Probabilistic Classification in High Dimensions for Drug Discovery
Alexander Gray, (Carnegie Mellon University), agray@cs.cmu.edu,
Paul Komarek, (Carnegie Mellon University), komarek@cs.cmu.edu,
Ting Liu, (Carnegie Mellon University), tingliu@cs.cmu.edu, and
Andrew Moore, (Carnegie Mellon University), awm@cs.cmu.edu
Abstract
Automated high-throughput drug screening constitutes a critical emerging approach in modern pharamaceutical research. The statistical task of interest is that of discriminating active versus inactive molecules given a target molecule, in order to rank potential drug candidates for further testing.

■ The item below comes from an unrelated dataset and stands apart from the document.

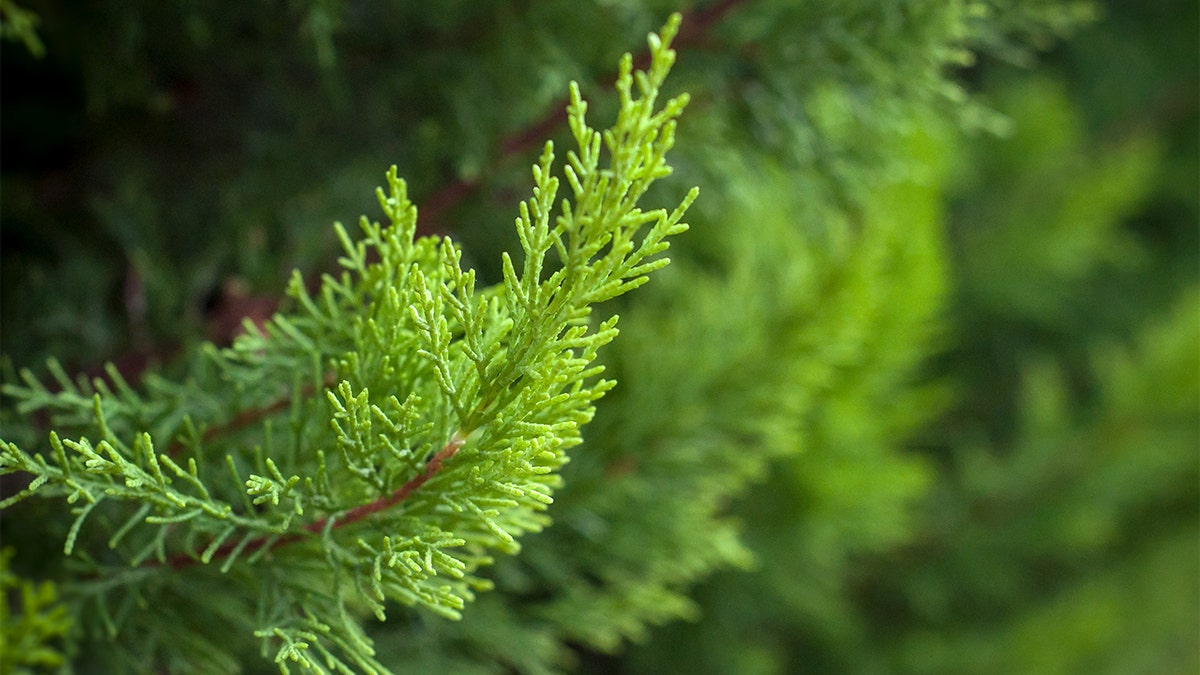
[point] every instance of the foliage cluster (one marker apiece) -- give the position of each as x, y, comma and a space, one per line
917, 394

Because the core problem is one of ranking, our approach concentrates on accurate estimation of unknown class probabilities, in contrast to popular non-probabilistic methods which simply estimate decision boundaries. While this motivates nonparametric density estimation, we are faced with the fact that the molecular descriptors used in practice typically contain thousands of binary features. In this paper we attempt to improve the extent to which kernel density estimation can work well in high-dimensional classification settings. We present a synthesis of techniques (SLAMDUNK: Sphere, Learn A Metric, Discriminate Using Nonisotropic Kernels) which yields favorable performance in comparison to previous published approaches to drug screening, as tested on a large proprietary pharmaceutical dataset.